Radio Gelderland
- Arnhem; Netherlands;
- Broadcast area: Gelderland
- Frequencies: FM Broadcasting 103.5 MHz (Veluwe) 88.9 MHz (Arnhem/Nijmegen) 90.4 MHz (Achterhoek) 99.6 MHz (Betuwe) DAB+ 6B (East and Central Netherlands) 7A (Southeast Netherlands) 8A (West Netherlands) Satellite broadcasting Astra 23.5°E: 12.188 GHz Horizontal SR: 29900 FEC: 2/3 SID: 21086 Audio PID: 146 Digital terrestrial broadcasting Digitenne: Channel 117 Cable television Ziggo: Channel 828 IPTV KPN: Channel 884

Programming
- Language: Dutch
- Format: Regional Talk radio

Ownership
- Owner: Omroep Gelderland

History
- First air date: 1 May 1985; 41 years ago

Links
- Webcast: Webstream (Mobile)
- Website: radiogelderland.nl

= Radio Gelderland =

Radio Gelderland is a regional public radio station for the Dutch province of Gelderland. Its history started in 1965 when Gelderland joined the RONO (Radio Omroep Noord en Oost). The RONO was already broadcasting for the north and east of the Netherlands. In 1977 RONO split into Radio Noord for Groningen and Drenthe, Radio Fryslân for Friesland and Radio Oost for Overijssel and Gelderland. Since 1985 Radio Gelderland is an independent broadcaster.

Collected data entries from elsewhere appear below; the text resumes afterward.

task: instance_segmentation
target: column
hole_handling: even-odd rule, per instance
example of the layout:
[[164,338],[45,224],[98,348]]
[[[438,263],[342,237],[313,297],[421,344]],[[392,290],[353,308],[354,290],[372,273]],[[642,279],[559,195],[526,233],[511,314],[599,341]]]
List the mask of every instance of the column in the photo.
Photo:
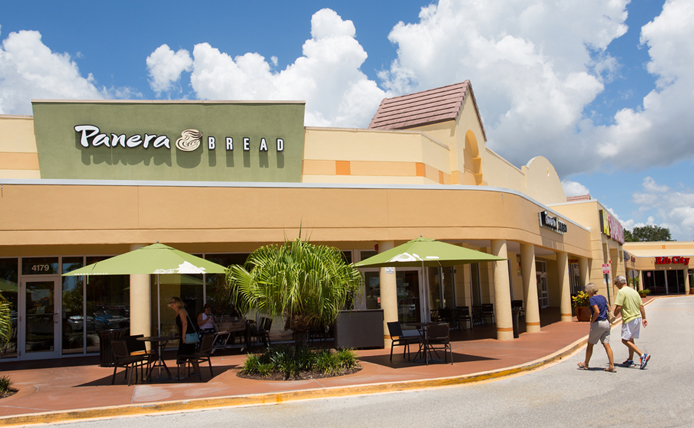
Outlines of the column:
[[684,267],[684,294],[689,294],[689,266]]
[[535,271],[535,246],[521,244],[521,275],[525,300],[525,331],[540,332],[540,304],[537,301],[537,272]]
[[[379,242],[378,251],[382,253],[394,246],[393,241]],[[381,283],[381,309],[383,309],[383,344],[386,347],[390,347],[390,334],[387,323],[398,321],[398,290],[395,280],[395,268],[381,268],[379,279]]]
[[[133,244],[130,251],[144,245]],[[149,275],[130,275],[130,334],[151,336],[152,332],[152,294]],[[158,304],[159,302],[157,302]],[[158,331],[156,331],[159,334]]]
[[557,251],[557,271],[559,272],[559,312],[561,320],[571,322],[571,285],[569,282],[569,255]]
[[590,278],[590,263],[589,260],[585,257],[579,257],[578,258],[578,276],[579,276],[579,281],[581,282],[582,286],[585,286],[588,284],[590,281],[588,278]]
[[[492,239],[492,254],[508,258],[505,239]],[[508,260],[494,263],[494,314],[497,340],[513,340],[511,318],[511,290],[508,276]]]
[[643,290],[643,271],[639,271],[639,290]]

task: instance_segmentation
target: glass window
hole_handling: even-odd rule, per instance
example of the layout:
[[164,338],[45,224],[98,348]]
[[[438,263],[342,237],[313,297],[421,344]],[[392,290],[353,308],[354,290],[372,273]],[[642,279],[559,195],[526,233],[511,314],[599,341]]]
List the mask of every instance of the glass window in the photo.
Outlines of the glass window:
[[381,309],[381,277],[377,272],[364,272],[366,309]]
[[342,255],[347,263],[352,263],[352,250],[343,251]]
[[[152,290],[152,333],[157,331],[157,275],[151,275]],[[180,297],[185,304],[191,321],[195,322],[202,312],[203,283],[202,275],[159,275],[159,310],[161,311],[161,331],[165,335],[178,335],[176,312],[169,308],[172,297]]]
[[19,259],[0,259],[0,295],[10,303],[10,341],[0,345],[0,359],[17,357]]
[[[82,257],[63,257],[63,273],[79,269],[84,265]],[[63,278],[63,355],[84,352],[84,277]],[[94,330],[94,316],[86,319],[88,329]]]
[[[87,265],[108,257],[87,257]],[[99,352],[101,330],[130,328],[130,276],[90,276],[87,284],[87,352]],[[89,317],[94,318],[90,325]]]
[[55,275],[57,273],[57,257],[22,258],[22,275]]
[[378,254],[378,251],[364,250],[359,252],[359,260],[366,260]]
[[[207,254],[205,259],[222,266],[244,265],[249,254]],[[229,298],[229,290],[226,287],[226,278],[222,274],[205,275],[207,303],[212,305],[212,313],[215,315],[230,315],[240,317]]]

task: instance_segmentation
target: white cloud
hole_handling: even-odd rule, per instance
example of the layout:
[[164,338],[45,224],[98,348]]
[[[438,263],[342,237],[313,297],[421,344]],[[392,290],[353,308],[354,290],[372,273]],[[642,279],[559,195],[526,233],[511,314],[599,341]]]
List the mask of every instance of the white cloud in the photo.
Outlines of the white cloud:
[[590,193],[586,186],[575,181],[564,180],[561,182],[561,186],[564,188],[566,196],[583,196]]
[[0,114],[32,114],[32,99],[101,99],[94,78],[80,75],[70,55],[54,53],[37,31],[10,33],[0,48]]
[[233,57],[208,43],[195,45],[191,83],[198,98],[305,100],[307,125],[366,126],[385,96],[360,71],[366,52],[352,21],[330,9],[311,18],[303,56],[284,70],[258,53]]
[[173,89],[181,73],[193,69],[193,60],[185,49],[174,52],[168,45],[161,45],[147,57],[150,87],[157,95]]
[[[651,177],[646,177],[642,183],[642,191],[632,194],[632,202],[642,213],[650,213],[646,223],[635,223],[628,220],[633,227],[658,224],[670,229],[673,239],[678,241],[694,240],[694,190],[681,188],[671,189],[658,185]],[[658,221],[656,221],[658,219]]]
[[[411,92],[470,79],[489,145],[516,165],[541,153],[562,176],[599,165],[579,138],[583,110],[618,68],[606,53],[627,30],[628,0],[440,0],[397,24],[384,87]],[[567,154],[569,154],[567,156]]]

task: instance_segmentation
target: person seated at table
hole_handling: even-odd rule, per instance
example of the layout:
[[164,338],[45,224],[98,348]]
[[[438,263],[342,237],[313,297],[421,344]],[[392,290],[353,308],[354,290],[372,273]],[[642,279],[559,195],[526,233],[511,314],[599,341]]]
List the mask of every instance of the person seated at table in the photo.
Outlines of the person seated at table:
[[212,306],[209,303],[205,303],[202,312],[198,315],[198,337],[202,343],[202,337],[206,334],[214,334],[214,322],[212,321]]
[[[179,364],[180,369],[180,364],[184,363],[184,361],[181,360],[181,356],[195,353],[196,344],[187,343],[186,341],[186,334],[195,333],[195,327],[180,297],[172,297],[169,302],[169,307],[176,311],[176,326],[178,327],[178,333],[181,337],[178,342],[178,352],[176,353],[176,362]],[[193,373],[191,376],[200,376],[200,367],[198,367],[198,363],[193,362],[192,364]]]

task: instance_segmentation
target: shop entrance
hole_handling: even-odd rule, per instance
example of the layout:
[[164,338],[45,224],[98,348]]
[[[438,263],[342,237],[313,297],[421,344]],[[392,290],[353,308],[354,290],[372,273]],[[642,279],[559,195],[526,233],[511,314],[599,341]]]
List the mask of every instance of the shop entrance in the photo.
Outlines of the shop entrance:
[[60,277],[24,278],[18,298],[18,358],[60,357]]
[[537,301],[540,309],[549,307],[549,286],[547,284],[547,264],[535,262],[537,275]]

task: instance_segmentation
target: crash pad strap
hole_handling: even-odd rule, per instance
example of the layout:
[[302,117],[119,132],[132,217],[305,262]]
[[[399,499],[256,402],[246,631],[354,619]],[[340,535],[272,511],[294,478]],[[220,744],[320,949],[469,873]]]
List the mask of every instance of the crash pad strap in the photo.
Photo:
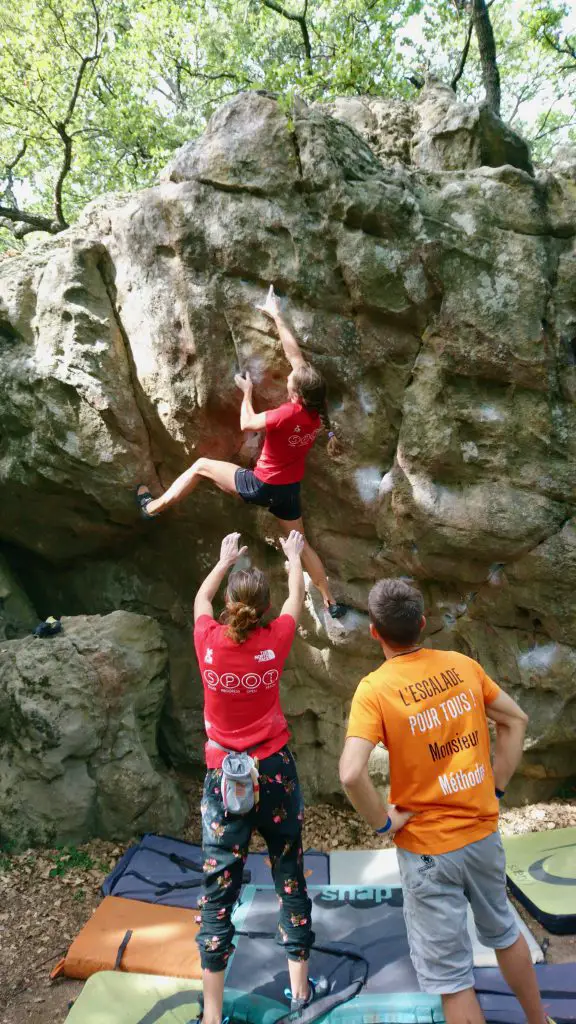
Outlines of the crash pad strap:
[[122,963],[122,957],[124,956],[124,953],[126,952],[126,946],[130,942],[131,938],[132,938],[132,928],[129,928],[128,931],[126,932],[126,934],[124,935],[124,938],[122,939],[122,942],[118,946],[118,952],[116,953],[116,960],[114,961],[114,970],[115,971],[119,971],[120,970],[120,964]]
[[[236,934],[249,939],[274,939],[276,937],[273,932],[242,930],[236,932]],[[368,960],[355,946],[351,946],[347,943],[334,942],[323,945],[314,943],[311,948],[317,953],[327,953],[328,955],[338,957],[341,960],[353,960],[359,965],[360,969],[358,976],[349,985],[347,985],[346,988],[340,989],[339,992],[329,992],[328,995],[321,996],[319,999],[314,999],[309,1006],[304,1010],[301,1010],[298,1014],[298,1024],[313,1024],[313,1022],[318,1020],[319,1017],[324,1017],[326,1014],[331,1013],[332,1010],[335,1010],[338,1006],[343,1006],[344,1003],[348,1003],[362,991],[368,978]],[[294,1024],[294,1017],[291,1013],[286,1013],[282,1017],[279,1017],[278,1020],[275,1021],[275,1024]]]
[[[204,871],[203,866],[199,861],[189,860],[187,857],[181,857],[178,853],[166,853],[164,850],[157,850],[155,846],[147,846],[146,843],[141,843],[141,850],[147,850],[149,853],[155,853],[159,857],[166,857],[167,860],[171,861],[172,864],[176,864],[177,867],[181,868],[182,871],[190,870],[196,871],[201,877],[192,878],[184,882],[158,882],[153,878],[148,878],[146,875],[140,874],[134,868],[125,871],[120,877],[121,878],[137,878],[139,882],[145,882],[147,885],[154,887],[155,896],[166,896],[169,892],[174,892],[180,889],[197,889],[203,884]],[[244,868],[242,872],[242,884],[249,885],[252,875],[250,871]]]

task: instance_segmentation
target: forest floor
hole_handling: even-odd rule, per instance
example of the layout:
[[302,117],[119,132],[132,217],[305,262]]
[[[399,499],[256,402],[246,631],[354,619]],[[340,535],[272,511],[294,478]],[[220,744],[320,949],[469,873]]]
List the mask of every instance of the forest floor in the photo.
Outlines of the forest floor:
[[[189,783],[191,807],[199,784]],[[506,835],[576,826],[576,801],[556,800],[504,810]],[[200,841],[199,816],[186,832]],[[0,854],[0,1024],[63,1024],[82,982],[51,982],[49,972],[64,955],[101,900],[100,886],[126,845],[94,841],[65,850]],[[348,850],[385,847],[353,811],[319,804],[307,808],[304,847]],[[262,849],[259,837],[253,849]],[[548,940],[550,963],[576,961],[576,936],[550,935],[522,908],[539,943]]]

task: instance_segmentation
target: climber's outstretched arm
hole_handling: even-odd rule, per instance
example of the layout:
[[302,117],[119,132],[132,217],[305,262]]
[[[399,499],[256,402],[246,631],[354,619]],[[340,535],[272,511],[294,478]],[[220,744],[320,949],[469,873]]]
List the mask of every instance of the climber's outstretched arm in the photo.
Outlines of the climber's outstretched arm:
[[270,290],[268,291],[264,305],[256,306],[256,309],[260,309],[263,313],[266,313],[266,315],[269,316],[276,324],[276,330],[280,336],[284,354],[292,369],[297,370],[299,366],[303,366],[307,360],[304,358],[300,345],[296,341],[296,338],[282,316],[280,303],[274,293],[274,285],[270,285]]
[[242,408],[240,409],[240,430],[264,430],[266,426],[266,413],[254,412],[252,405],[252,378],[249,373],[242,377],[237,373],[234,382],[240,391],[244,392]]
[[194,601],[194,621],[199,619],[201,615],[209,615],[211,618],[213,617],[212,601],[218,593],[220,584],[223,582],[224,577],[232,568],[234,563],[238,561],[240,555],[246,554],[248,550],[247,547],[241,548],[239,546],[239,540],[239,533],[229,533],[224,537],[220,546],[220,558],[212,571],[208,573],[196,594]]

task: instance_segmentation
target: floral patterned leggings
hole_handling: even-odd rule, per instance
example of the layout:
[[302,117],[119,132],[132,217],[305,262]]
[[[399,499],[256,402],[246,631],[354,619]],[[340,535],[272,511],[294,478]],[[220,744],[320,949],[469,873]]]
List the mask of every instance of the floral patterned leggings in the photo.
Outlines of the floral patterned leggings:
[[198,902],[202,924],[196,941],[202,967],[209,971],[223,971],[232,952],[232,909],[254,830],[268,846],[280,901],[277,941],[285,947],[289,960],[307,960],[314,942],[302,853],[304,805],[296,765],[284,747],[261,761],[259,770],[260,802],[245,815],[224,811],[221,769],[208,771],[204,782],[204,895]]

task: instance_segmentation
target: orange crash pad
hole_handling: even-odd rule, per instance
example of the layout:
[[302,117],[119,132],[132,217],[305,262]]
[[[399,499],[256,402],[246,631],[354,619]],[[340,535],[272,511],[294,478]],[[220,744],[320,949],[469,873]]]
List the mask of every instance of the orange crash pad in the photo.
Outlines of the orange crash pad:
[[200,978],[196,912],[107,896],[50,975],[130,971]]

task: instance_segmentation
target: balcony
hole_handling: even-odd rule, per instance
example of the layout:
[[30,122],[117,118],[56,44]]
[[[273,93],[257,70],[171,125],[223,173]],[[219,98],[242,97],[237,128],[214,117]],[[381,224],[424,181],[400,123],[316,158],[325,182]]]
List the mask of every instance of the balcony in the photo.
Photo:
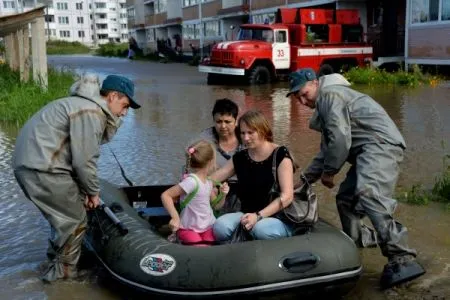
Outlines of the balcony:
[[108,34],[108,33],[109,33],[108,28],[104,28],[104,29],[96,29],[95,32],[96,32],[97,34]]
[[107,18],[95,18],[95,23],[96,24],[108,24],[108,19]]
[[109,12],[108,8],[95,8],[94,9],[96,14],[107,14]]
[[155,25],[155,15],[145,17],[145,26]]

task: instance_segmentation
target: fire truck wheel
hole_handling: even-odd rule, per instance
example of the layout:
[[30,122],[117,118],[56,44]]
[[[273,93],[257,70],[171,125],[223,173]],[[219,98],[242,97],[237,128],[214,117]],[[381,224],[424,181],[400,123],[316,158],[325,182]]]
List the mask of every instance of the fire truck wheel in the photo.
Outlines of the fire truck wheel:
[[323,64],[320,66],[319,76],[333,74],[333,67],[329,64]]
[[248,75],[248,82],[250,84],[265,84],[269,83],[271,79],[270,71],[266,66],[258,65],[251,69]]

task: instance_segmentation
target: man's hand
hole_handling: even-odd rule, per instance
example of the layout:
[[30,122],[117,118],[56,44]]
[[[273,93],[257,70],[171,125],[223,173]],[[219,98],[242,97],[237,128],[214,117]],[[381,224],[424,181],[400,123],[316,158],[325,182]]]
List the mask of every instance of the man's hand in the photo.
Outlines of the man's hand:
[[97,195],[87,195],[86,200],[84,200],[84,207],[87,210],[91,210],[100,205],[100,196]]
[[322,177],[320,179],[322,180],[322,184],[327,188],[331,189],[334,187],[334,175],[322,173]]

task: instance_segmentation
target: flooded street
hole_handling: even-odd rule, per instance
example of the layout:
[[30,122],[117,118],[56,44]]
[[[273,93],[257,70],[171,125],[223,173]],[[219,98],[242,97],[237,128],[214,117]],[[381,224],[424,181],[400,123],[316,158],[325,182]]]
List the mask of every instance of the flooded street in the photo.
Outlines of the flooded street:
[[[206,76],[195,67],[118,58],[51,56],[49,64],[101,76],[122,74],[136,83],[142,108],[129,112],[113,141],[102,147],[99,160],[100,176],[118,185],[126,182],[112,152],[136,185],[176,182],[184,163],[183,149],[212,125],[211,110],[218,98],[236,101],[241,112],[249,108],[263,111],[272,122],[275,141],[287,145],[301,167],[319,149],[319,134],[308,128],[312,111],[285,97],[285,82],[263,87],[208,86]],[[450,85],[357,89],[379,101],[405,137],[408,148],[398,191],[418,183],[431,186],[442,170],[443,156],[450,154]],[[101,276],[86,283],[53,285],[38,279],[36,268],[45,260],[49,228],[12,174],[16,135],[16,128],[0,126],[0,299],[130,299],[126,290],[114,290],[111,284],[97,280]],[[338,182],[344,175],[339,174]],[[337,188],[316,185],[320,216],[340,226],[334,201]],[[409,243],[417,249],[427,274],[406,286],[380,291],[378,280],[386,259],[379,249],[364,249],[364,273],[345,299],[450,299],[450,211],[437,203],[423,207],[399,203],[396,216],[408,227]],[[295,295],[270,299],[295,299]]]

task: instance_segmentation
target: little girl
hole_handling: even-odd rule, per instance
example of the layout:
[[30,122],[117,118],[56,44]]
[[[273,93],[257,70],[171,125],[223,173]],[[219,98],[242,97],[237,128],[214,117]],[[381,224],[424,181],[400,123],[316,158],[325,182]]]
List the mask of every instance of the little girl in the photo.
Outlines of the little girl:
[[[162,203],[171,217],[169,227],[183,244],[210,244],[215,241],[212,225],[216,218],[211,206],[214,209],[222,207],[229,192],[226,182],[216,189],[208,178],[215,167],[215,156],[214,146],[206,140],[189,146],[186,153],[188,173],[179,184],[161,195]],[[174,204],[178,200],[180,214]]]

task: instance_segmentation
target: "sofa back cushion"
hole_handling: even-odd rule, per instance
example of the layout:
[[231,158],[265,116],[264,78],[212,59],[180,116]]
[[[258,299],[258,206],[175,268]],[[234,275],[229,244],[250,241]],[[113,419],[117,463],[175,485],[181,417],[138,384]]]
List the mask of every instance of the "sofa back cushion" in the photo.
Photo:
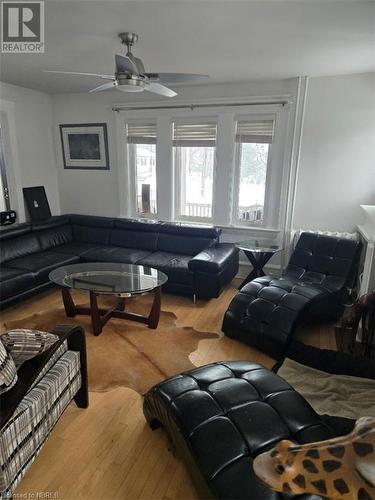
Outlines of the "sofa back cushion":
[[40,252],[41,246],[34,233],[26,233],[15,238],[3,239],[0,244],[0,263]]
[[44,231],[36,232],[42,250],[65,245],[73,240],[72,227],[69,224],[52,227]]
[[197,255],[213,244],[214,242],[209,238],[160,234],[158,239],[158,250],[161,252],[180,253],[183,255]]
[[93,226],[73,226],[73,238],[83,243],[108,245],[110,229]]
[[219,241],[220,230],[213,226],[164,223],[160,228],[158,250],[196,255]]
[[157,240],[158,233],[112,229],[109,243],[118,247],[155,251]]
[[155,251],[162,225],[154,219],[115,219],[110,244]]
[[114,221],[108,217],[72,215],[73,239],[83,243],[108,245]]

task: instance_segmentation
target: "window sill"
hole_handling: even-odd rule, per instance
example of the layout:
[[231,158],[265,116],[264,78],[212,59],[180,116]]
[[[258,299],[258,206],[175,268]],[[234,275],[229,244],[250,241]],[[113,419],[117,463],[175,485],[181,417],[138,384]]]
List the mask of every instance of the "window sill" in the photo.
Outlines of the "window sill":
[[274,229],[274,228],[267,228],[267,227],[257,227],[257,226],[236,226],[236,225],[232,225],[232,224],[229,224],[227,226],[223,226],[223,225],[220,225],[220,224],[215,224],[216,227],[219,227],[220,229],[226,229],[226,230],[229,230],[229,231],[236,231],[236,232],[239,232],[239,231],[244,231],[244,232],[250,232],[250,233],[257,233],[257,232],[260,232],[260,233],[274,233],[274,234],[278,234],[280,233],[281,229]]

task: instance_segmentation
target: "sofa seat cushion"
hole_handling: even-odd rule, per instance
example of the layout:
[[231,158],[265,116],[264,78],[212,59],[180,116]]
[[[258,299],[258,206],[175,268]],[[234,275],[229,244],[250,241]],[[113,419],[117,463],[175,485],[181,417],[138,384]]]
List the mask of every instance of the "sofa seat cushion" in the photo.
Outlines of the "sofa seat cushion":
[[34,274],[26,269],[0,269],[0,297],[1,300],[13,297],[32,288],[35,282]]
[[121,264],[136,264],[139,260],[150,255],[147,250],[123,247],[93,248],[81,255],[82,260],[88,262],[120,262]]
[[221,499],[283,498],[255,476],[253,459],[282,439],[303,444],[335,437],[289,384],[247,361],[214,363],[165,380],[146,394],[144,413],[172,440],[183,436],[183,458],[197,465]]
[[51,249],[53,252],[63,253],[66,255],[77,255],[81,256],[88,250],[93,250],[96,248],[105,248],[104,245],[96,245],[95,243],[83,243],[80,241],[72,241],[71,243],[66,243]]
[[154,267],[168,276],[168,282],[191,285],[193,273],[189,271],[190,255],[169,252],[154,252],[137,264]]
[[41,281],[46,281],[48,273],[56,267],[63,266],[64,264],[73,264],[78,260],[79,258],[75,255],[60,254],[47,250],[11,260],[7,265],[16,269],[31,271],[34,273],[35,281],[40,283]]

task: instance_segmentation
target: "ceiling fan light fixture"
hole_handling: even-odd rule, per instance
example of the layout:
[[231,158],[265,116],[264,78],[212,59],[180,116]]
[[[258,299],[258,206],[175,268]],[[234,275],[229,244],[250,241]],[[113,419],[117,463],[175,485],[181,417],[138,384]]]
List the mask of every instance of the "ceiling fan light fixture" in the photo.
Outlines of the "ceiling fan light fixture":
[[145,82],[134,78],[118,79],[116,88],[122,92],[143,92]]

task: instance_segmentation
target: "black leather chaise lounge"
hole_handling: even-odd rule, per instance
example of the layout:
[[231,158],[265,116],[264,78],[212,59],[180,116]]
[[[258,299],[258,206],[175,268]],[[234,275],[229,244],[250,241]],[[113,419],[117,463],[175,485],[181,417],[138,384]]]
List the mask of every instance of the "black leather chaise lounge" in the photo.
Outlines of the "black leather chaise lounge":
[[360,251],[355,240],[302,233],[280,278],[256,278],[233,298],[224,334],[280,359],[299,325],[341,316]]
[[[295,342],[291,347],[288,357],[300,363],[375,379],[369,359]],[[169,435],[202,499],[290,499],[255,476],[254,458],[282,439],[323,441],[354,426],[351,419],[317,414],[281,377],[249,361],[213,363],[165,380],[146,394],[143,410],[152,429],[163,427]]]
[[168,276],[166,291],[218,297],[238,271],[238,250],[214,226],[146,219],[62,215],[0,230],[0,306],[51,283],[53,269],[74,262],[151,266]]

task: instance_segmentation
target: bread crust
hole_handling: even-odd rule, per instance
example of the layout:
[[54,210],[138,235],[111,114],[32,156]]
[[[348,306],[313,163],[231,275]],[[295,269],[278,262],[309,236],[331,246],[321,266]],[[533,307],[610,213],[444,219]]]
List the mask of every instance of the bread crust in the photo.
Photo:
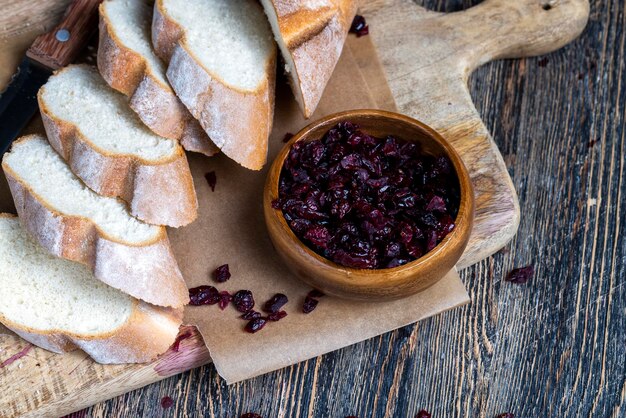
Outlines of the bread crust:
[[274,36],[288,64],[294,96],[309,118],[339,61],[358,2],[328,0],[326,6],[314,10],[294,0],[261,3],[270,21],[277,20],[278,33],[272,25]]
[[83,350],[101,364],[145,363],[163,354],[176,340],[183,309],[163,308],[133,300],[132,313],[119,328],[81,335],[63,330],[37,330],[9,321],[0,323],[26,341],[55,353]]
[[152,240],[121,242],[90,219],[58,212],[4,162],[2,168],[20,222],[49,253],[85,264],[98,280],[151,304],[181,307],[189,302],[164,227]]
[[201,129],[171,87],[156,76],[138,52],[126,47],[100,5],[98,70],[104,80],[129,97],[129,105],[156,134],[180,141],[188,151],[215,155],[219,148]]
[[276,50],[266,63],[267,77],[254,91],[230,86],[194,56],[162,0],[154,5],[152,43],[169,63],[167,78],[174,91],[215,145],[243,167],[263,168],[274,119]]
[[172,157],[156,161],[112,154],[92,143],[79,127],[55,116],[43,99],[45,89],[37,98],[48,141],[87,186],[121,198],[133,216],[147,223],[179,227],[196,219],[198,201],[181,147]]

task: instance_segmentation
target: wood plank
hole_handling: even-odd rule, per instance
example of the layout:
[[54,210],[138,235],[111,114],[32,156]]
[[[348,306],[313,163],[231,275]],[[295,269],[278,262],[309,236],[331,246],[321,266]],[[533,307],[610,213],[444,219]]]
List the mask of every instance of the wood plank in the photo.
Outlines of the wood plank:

Radio Gelderland can be received on analogue terrestrial radio on 103.5 MHz FM Veluwe, 88.9 MHz FM Arnhem/Nijmegen, 90.4 MHz FM Achterhoek and 99.6 MHz FM Betuwe, and via DAB+. It's also available on cable (both analogue and digital), free-to-air on the Digital Terrestrial Television platform Digitenne, free-to-air on the Satellite television platform CanalDigitaal, IPTV platforms, Fiber-to-the-home platforms and on the internet.